State lawmakers in Tennessee are settling into a newly renovated office building in Nashville, though as the Tennessean reported the other day, the new policies for the building are not without controversy.
Tennesseans will be allowed to bring their guns to the new home of the legislature but must leave any hand-held signs behind, according to a recently implemented policy.The policy, which Lt. Gov. Randy McNally, R-Oak Ridge, and House Speaker Beth Harwell, R-Nashville, approved Dec. 14, expressly prohibits "hand-carried signs and signs on hand sticks" because they "represent a serious safety hazard."

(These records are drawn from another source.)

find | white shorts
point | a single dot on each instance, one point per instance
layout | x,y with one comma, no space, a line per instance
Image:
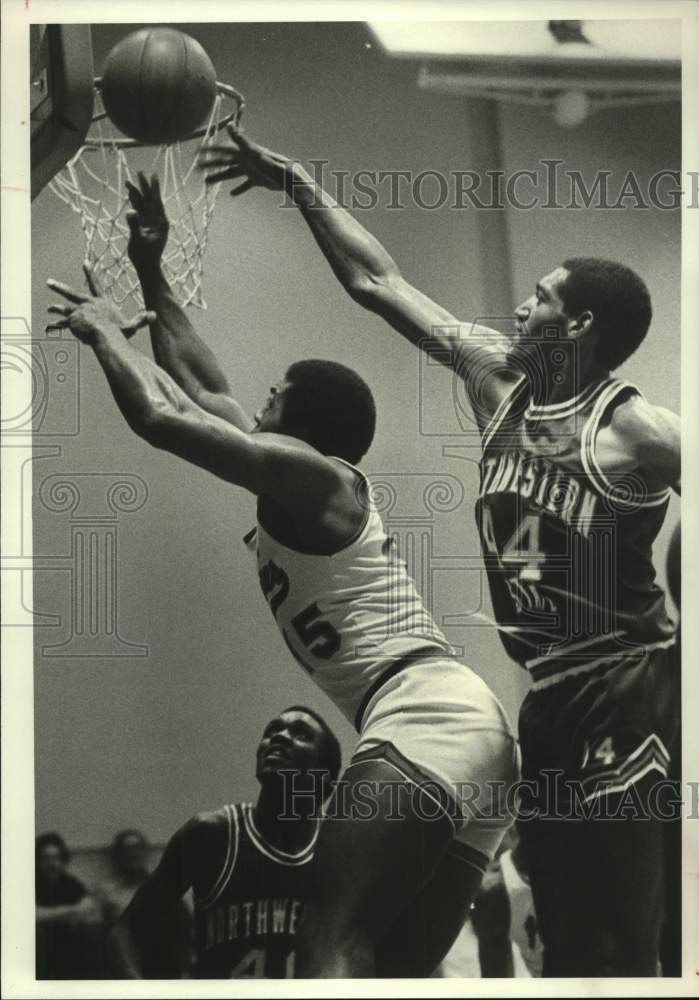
438,724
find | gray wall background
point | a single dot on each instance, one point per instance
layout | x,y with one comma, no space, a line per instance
147,742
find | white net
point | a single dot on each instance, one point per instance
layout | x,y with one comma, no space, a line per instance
93,183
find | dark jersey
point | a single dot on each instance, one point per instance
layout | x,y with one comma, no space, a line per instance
246,923
568,551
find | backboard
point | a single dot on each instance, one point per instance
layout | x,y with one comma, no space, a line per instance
632,57
61,96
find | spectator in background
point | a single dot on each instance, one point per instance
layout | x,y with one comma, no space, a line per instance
171,953
67,919
129,859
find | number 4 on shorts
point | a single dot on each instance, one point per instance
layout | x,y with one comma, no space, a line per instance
604,752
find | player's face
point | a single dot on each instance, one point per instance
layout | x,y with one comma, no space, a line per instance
270,416
50,862
541,319
292,741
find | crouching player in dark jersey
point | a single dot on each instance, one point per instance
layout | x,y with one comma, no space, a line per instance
576,473
248,865
425,799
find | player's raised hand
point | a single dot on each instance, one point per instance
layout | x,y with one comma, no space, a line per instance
148,223
242,158
86,316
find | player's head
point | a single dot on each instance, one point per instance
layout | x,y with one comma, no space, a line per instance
51,856
324,403
128,853
587,296
299,740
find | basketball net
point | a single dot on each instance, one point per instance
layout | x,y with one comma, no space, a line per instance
93,183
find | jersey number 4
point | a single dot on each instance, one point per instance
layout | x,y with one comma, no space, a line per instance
254,966
521,553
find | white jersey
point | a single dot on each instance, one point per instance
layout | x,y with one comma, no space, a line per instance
523,925
350,616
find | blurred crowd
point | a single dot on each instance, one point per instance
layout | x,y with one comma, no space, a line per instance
74,919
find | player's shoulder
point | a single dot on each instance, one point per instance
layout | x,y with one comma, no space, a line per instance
639,422
207,827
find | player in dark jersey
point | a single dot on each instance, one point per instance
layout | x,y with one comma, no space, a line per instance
576,473
247,864
436,756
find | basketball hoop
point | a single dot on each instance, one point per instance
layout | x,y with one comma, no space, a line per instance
93,184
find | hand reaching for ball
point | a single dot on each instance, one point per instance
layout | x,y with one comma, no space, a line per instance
148,223
88,316
243,158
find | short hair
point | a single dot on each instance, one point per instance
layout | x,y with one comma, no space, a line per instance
333,406
51,840
617,298
331,754
118,842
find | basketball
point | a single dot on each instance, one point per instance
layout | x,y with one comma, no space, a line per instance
158,85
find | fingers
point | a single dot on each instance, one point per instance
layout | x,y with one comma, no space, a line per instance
216,148
237,135
135,196
225,175
250,183
92,282
133,220
67,292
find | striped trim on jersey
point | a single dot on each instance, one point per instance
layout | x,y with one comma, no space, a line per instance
290,859
543,680
229,862
623,494
651,755
501,412
566,408
387,753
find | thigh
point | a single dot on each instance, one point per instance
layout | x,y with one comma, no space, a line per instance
424,932
606,897
379,846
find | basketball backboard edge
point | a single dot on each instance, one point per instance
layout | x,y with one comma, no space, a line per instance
62,96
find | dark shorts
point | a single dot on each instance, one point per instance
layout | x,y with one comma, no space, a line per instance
599,733
599,835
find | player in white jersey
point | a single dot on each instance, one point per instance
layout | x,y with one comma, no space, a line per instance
423,803
576,473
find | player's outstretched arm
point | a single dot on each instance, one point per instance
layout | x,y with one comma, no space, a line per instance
367,271
651,436
132,937
156,409
176,345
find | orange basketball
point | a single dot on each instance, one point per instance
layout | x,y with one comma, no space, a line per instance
158,85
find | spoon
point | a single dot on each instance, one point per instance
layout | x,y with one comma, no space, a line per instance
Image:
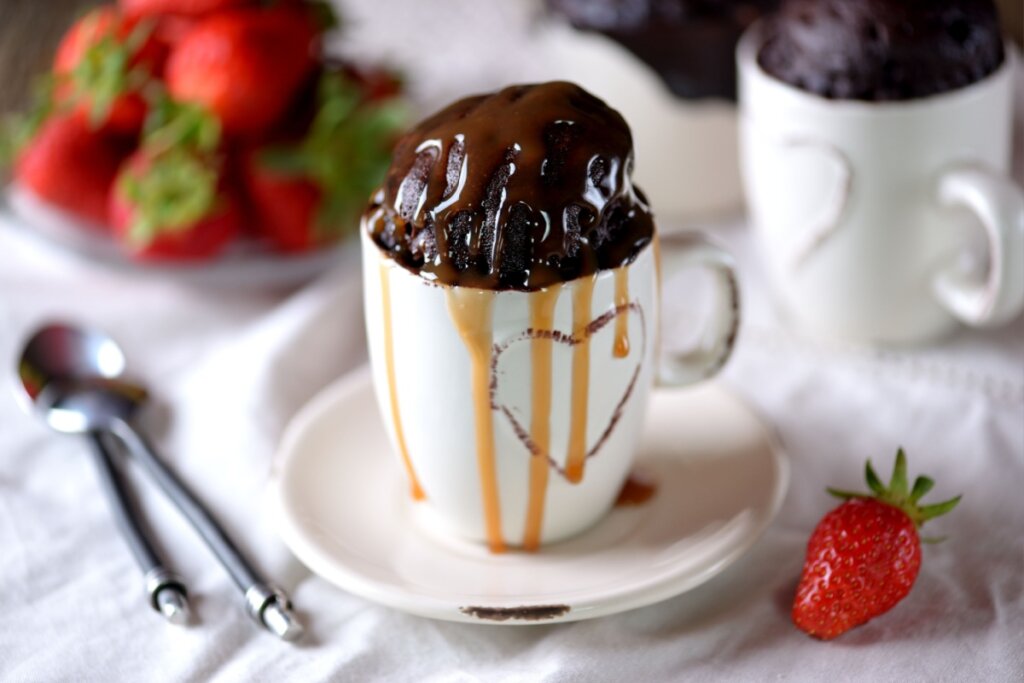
74,377
58,357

The newspaper quoted Ken Paulson, who serves as president of Middle Tennessee State University's First Amendment Center and dean of the school's College of Media and Entertainment, saying, "Any rational person would have to suspect that this is an attempt in part to limit dissent and to avoid embarrassment to lawmakers."
In other words, don't be surprised if there's a lawsuit challenging the policy on First Amendment grounds.
But it's the selectivity of the "hazards" that stands out as especially notable. According to the Tennessean's reporting, guns aren't allowed in the state Capitol itself, but they will be allowed in the Cordell Hull State Office Building, where state lawmakers have their offices. To see hand-carried signs as "a serious safety hazard," while simultaneously allowing firearms, seems difficult to understand.
It is, however, part of a lengthy pattern.
In 2012, for example, ahead of the Republican National Convention in Tampa, officials banned everything from water pistols to masks to metal pipes from the areas outside the venue. Concealed, loaded firearms, however, were permissible.
Last year, when the Republican National Convention was in Cleveland, there was a zone around the convention site in which a variety of items were banned, including aerosol cans, rope, and tennis balls. Under state law, however, officials couldn't prohibit guns.
Perhaps the most memorable example came in 2013, when officials in Texas, during a debate on sweeping restrictions to reproductive rights, briefly tried to stop people from carrying tampons into the Capitol building -- even though firearms were welcome.